A while back, I wrote up a genius piece of code that would automatically shrink my log files whenever they grew. Kendra Little (blog | twitter) completely called me out for my horrible, sneaky, developer ways. Ostensibly, I had found a solution for my rampant log growth problem. Unfortunately, I had cured the symptom and not the underlying issue. After growing tired of her savage abuse and criticism via gtalk, I looked for the source of the problem. No, not me. The other source of the problem. I set up monitoring on the server in question, waited for the appropriate log death window, and then read my report. Before you think I’m using fancy tools that nobody can afford, I set up profiler and perfmon and then merged the results together. The reports from the single server showed me… nothing, really. There was a lot of I/O and a backup job overlapped with a re-index by about 2 minutes. The logs also didn’t fill up.

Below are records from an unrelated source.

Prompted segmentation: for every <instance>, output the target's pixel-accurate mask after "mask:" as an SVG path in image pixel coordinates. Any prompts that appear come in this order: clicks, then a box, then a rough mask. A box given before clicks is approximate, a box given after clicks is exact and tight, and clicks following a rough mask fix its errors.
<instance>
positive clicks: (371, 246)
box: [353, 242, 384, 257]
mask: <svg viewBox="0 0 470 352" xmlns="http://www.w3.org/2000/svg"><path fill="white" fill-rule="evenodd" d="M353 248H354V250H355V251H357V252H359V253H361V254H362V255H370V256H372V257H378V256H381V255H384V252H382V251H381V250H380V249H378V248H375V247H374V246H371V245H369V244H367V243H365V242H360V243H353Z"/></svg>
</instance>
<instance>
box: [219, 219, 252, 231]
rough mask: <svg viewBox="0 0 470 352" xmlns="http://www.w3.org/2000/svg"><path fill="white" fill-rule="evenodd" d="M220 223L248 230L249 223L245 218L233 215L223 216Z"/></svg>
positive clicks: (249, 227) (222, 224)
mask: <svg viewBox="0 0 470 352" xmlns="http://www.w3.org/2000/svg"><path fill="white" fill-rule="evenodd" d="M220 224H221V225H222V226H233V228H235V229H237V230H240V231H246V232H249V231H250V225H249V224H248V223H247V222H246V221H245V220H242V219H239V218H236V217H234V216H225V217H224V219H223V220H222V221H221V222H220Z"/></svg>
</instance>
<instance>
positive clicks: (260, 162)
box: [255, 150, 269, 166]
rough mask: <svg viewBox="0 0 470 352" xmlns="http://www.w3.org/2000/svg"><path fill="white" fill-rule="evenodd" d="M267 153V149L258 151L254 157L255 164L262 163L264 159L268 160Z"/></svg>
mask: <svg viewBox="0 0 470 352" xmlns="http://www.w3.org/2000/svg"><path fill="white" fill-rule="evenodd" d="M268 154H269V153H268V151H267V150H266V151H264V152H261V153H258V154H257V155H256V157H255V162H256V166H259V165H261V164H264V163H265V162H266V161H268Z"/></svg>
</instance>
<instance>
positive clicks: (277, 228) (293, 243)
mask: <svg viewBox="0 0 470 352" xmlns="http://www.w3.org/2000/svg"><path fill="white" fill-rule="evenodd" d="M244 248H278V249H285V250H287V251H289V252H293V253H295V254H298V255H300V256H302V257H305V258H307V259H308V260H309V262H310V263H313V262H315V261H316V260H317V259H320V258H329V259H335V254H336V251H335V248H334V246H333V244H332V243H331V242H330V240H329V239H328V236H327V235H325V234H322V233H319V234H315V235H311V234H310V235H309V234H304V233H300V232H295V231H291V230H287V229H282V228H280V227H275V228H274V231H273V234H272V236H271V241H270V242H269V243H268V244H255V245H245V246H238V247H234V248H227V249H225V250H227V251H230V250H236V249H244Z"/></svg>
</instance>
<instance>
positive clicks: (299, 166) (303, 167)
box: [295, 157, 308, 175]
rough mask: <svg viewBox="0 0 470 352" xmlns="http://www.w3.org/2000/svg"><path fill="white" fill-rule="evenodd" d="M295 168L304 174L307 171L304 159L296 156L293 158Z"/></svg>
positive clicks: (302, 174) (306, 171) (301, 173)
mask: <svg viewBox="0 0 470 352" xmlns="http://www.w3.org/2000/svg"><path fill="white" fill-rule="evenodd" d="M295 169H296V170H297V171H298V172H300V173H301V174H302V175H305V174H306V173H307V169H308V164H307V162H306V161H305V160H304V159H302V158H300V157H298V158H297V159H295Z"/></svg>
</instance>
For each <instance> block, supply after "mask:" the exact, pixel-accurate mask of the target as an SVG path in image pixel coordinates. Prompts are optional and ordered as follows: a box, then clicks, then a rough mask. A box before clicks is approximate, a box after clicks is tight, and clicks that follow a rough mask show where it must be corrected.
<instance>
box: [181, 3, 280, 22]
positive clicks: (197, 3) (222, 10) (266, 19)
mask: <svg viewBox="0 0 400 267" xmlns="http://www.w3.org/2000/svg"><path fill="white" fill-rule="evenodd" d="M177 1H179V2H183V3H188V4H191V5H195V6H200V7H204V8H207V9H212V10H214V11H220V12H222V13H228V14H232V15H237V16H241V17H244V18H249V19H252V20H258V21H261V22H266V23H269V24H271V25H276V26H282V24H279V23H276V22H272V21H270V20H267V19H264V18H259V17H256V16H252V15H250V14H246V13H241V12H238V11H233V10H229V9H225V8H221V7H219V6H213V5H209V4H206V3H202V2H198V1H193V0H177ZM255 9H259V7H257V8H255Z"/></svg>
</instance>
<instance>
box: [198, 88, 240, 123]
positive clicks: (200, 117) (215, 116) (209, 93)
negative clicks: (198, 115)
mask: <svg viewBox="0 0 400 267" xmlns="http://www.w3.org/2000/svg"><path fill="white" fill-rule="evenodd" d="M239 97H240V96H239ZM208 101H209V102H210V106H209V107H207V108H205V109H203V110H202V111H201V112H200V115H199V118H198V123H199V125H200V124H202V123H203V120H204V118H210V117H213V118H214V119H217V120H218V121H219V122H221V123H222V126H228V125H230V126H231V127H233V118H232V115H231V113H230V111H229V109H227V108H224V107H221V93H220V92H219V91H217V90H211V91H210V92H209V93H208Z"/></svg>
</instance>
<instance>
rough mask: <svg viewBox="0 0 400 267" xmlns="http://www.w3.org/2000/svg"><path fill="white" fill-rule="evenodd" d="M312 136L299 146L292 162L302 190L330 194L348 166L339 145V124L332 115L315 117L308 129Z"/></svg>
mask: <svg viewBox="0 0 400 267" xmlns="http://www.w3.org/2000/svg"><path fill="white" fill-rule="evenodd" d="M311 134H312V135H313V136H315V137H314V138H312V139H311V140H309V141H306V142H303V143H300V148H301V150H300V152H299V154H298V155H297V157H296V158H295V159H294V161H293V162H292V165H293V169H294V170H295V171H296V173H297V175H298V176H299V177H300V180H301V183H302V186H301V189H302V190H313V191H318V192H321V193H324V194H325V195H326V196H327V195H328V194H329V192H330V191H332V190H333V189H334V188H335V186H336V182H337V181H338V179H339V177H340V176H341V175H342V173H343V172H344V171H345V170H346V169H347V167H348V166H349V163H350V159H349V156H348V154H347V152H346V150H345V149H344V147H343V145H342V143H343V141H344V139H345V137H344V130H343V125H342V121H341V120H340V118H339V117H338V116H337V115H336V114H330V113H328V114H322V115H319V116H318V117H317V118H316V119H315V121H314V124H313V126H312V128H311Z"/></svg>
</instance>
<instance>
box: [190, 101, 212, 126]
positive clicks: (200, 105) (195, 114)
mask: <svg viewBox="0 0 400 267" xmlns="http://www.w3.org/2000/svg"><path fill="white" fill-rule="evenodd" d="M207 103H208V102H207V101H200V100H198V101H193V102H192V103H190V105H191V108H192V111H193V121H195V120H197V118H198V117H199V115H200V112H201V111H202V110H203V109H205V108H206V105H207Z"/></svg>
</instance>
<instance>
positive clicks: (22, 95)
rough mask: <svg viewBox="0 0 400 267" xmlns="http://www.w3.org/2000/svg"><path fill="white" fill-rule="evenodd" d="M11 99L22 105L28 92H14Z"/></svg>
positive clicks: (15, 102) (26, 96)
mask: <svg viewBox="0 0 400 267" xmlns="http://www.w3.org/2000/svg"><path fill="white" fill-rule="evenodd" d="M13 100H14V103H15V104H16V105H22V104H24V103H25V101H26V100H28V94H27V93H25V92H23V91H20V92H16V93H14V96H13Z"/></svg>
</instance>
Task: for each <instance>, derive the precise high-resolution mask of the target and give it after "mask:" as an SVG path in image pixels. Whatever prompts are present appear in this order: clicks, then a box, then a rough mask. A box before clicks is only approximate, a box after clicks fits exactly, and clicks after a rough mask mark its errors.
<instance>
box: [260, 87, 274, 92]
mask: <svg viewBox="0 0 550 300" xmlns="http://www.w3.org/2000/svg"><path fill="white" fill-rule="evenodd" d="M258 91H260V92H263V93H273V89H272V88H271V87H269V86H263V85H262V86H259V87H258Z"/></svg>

To be on the safe side, I adjusted the jobs and then sat around making frowny faces for a few minutes. Then I remembered that all of the servers are connected to the same SAN, so set up monitoring on the remaining production servers. An I/O issue on one server could start causing problems on all of the other servers. This time around, the logs filled up, I received a ton of emails, and I also found out something important: all of my backups and re-indexing operations were running at the same time. My SAN was saturated on I/O throughput which was causing a the backup and re-indexing jobs to run slowly. To solve the problem I looked at the average job run times and arranged the jobs so that they had much more downtime between them (to account for other issues that could slow down the jobs). This took a bit more effort than I thought just because of SLAs within the company. I also re-wrote the jobs so that the backups and re-indexes could never run at the same time and would, instead, occur in series. Once I had this change in place I waited and watched. Sure enough, the incredible ever growing log file problem stopped happening (unless I do something dumb like move 30,000,000 rows of data). Moral of the story: make sure that you’re addressing the cause of the problem and not the symptoms.